Wind turbines would need to be placed in windy areas, as along Long Island Sound and hilltop areas. Consequently, the siting of these facilities could potentially compromise the preservation of scenic resources in Connecticut. Additionally, potential effects on migratory bird species would have to be considered in developing large wind turbine generators. There are no known plans to develop any wind turbines for utility generation in the State.
Various solar technologies have become more efficient. Nevertheless, large solar power generation for utilities would occupy a large area to achieve significant generation output. In addition, Connecticut has limited solar exposure for much of the year. However, both passive and active solar power systems are likely to remain an important decentrally-located energy supply source to reduce electric usage.
RETAIL ACCESS
Pursuant to Special Act 95-15, the Connecticut Task Force for Restructuring the Electric Industry was established to examine electric industry restructuring and related policy issues. The task force identified the cost components of electricity and assessed which of these costs could be reduced or changed in order to reduce Connecticut’s cost of electricity without sacrificing system reliability.
In its final report, as submitted to the Connecticut Legislature in December 1996, the task force presented a comparison of other electric industry models, defined key principles for a restructured industry in Connecticut, and made recommendations for legislative action. Legislative action was proposed through substitute Bill No. 6774; however, this bill unexpectedly died during the 1997 session and future legislation will be necessary to deregulate the electric industry. As a consequence of future restructuring legislation, the Council’s jurisdiction and statutory decision criteria may be modified to provide uniform treatment between utilities and private power producers so that a full range of environmental and economic effects can be appropriately considered for new generation facilities.
In addition, the movement toward assuring electric consumers low-priced, reliable electric service through deregulation and retail competition continues at the federal level. The 105th U.S. Congress has introduced several electric industry restructuring bills in both the House and Senate.

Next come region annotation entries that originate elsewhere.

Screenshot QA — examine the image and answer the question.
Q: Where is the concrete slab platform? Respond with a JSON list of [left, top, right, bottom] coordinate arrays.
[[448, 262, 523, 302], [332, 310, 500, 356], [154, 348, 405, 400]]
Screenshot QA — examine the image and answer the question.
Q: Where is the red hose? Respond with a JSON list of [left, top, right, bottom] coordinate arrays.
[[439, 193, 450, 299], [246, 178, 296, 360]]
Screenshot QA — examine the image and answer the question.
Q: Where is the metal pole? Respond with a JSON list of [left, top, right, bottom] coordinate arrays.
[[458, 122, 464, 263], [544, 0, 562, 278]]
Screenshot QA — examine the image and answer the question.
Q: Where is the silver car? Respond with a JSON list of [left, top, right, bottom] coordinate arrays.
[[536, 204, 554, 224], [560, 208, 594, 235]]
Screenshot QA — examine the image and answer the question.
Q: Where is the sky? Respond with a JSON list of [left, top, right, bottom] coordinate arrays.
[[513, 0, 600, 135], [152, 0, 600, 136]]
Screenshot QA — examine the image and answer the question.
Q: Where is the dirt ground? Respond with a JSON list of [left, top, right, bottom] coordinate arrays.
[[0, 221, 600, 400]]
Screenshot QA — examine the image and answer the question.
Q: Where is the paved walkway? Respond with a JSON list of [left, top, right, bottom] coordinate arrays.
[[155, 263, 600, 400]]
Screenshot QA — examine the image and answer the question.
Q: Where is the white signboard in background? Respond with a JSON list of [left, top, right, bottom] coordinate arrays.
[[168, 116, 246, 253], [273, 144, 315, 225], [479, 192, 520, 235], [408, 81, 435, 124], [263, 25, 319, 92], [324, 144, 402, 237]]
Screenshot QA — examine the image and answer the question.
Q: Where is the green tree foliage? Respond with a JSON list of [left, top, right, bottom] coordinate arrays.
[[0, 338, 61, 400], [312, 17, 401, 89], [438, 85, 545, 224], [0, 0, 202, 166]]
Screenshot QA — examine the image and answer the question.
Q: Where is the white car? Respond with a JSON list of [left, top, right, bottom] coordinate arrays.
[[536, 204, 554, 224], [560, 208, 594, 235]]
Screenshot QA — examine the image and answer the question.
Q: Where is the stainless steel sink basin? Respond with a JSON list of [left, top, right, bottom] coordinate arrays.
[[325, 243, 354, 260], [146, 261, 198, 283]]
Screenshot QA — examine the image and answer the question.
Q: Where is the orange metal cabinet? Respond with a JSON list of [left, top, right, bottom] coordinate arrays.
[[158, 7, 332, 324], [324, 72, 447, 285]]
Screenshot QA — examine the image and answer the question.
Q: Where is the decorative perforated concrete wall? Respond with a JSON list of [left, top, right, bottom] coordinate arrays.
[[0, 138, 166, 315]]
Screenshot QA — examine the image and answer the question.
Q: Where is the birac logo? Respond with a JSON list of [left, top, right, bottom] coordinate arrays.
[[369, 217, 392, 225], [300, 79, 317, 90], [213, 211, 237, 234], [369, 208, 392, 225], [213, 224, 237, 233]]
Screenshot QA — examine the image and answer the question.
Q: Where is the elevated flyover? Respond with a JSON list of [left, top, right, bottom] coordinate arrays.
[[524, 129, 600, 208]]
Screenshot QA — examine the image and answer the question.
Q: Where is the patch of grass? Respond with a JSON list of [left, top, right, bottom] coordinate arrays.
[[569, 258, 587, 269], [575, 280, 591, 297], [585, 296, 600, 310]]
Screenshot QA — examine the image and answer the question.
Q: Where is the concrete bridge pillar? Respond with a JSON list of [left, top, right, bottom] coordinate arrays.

The issues that have been pursued include State pre-emption and jurisdiction, stranded costs, securitization, taxes, market power, subsidies, renewable energy sources, and utility divestiture of generators.
TRANSMISSION SYSTEM
Connecticut’s electric system consists of approximately 1,300 circuit miles of 115-kV, 392 circuit miles of 345-kV, 5.8 circuit miles of 138-kV, and 164 circuit miles of 69-kV lines. While much of the State’s electric transmission infrastructure is already developed, the electric utilities maintain the system and expand where needed to serve load centers. As shown in Table 2, the majority of construction is planned to rebuild or reconductor existing lines to increase each line’s capacity. In addition, the utilities seek transmission and substation upgrading to improve system reliability, promote efficiency, and reduce energy losses.
TABLE 2
Planned Transmission Lines
Length Planned Date of (Miles) kV Completion 1. Grand Avenue S/S, New Haven to West River S/S, New Haven (upgrade of the existing high pressure fluid-filled cables) (UI) 2.6* 115 1999 2. Baird S/S, Stratford to Congress Street S/S, Bridgeport (Rebuild) (UI) 2.5 115 2004 3. Cook Hill Jct., Cheshire to Wallingford Jct., Wallingford (Reconductor) (CL&P) 2.9 115 1997 4. Hosley Railroad S/S, Branford to Line #1460, Branford (New) (CL&P) 0.2 115 1998 5. New London Railroad S/S, New London to Line #1500, New London (New) (CL&P) 0.9* 115 1998 6. New London Railroad S/S, New London to Line #1605, New London (New) (CL&P) 0.9* 115 1998 7. Compo Substation S/S, Westport to Line #1130, Westport (Rebuild) ( CL&P) 0.1 115 1997 8. Manchester S/S, Manchester to Wapping Jct., South Windsor (Rebuild) (CL&P) 5.1 115 2001 9. Farmington S/S, Farmington to Newington S/S, Newington (Rebuild) (CL&P) 3.6 115 2005 10. Wapping Jct., South Windsor to Barbour Hill S/S, South Windsor (Rebuild) (CL&P) 2.4 115 2005
*Underground
Although private power producers in the State have not created transmission power flow problems, future private power projects may do so, depending on their size and location. In addition, there are limits to the aggregate amounts of private power capacity which the existing transmission system can accommodate. If such private power facilities continue to be added, transmission line and substation reinforcements might be necessary. Additionally, continued transmission line and substation upgrades might also become a significant planning issue in the event that new generation is added or energy paths are rerouted as a consequence of retail wheeling.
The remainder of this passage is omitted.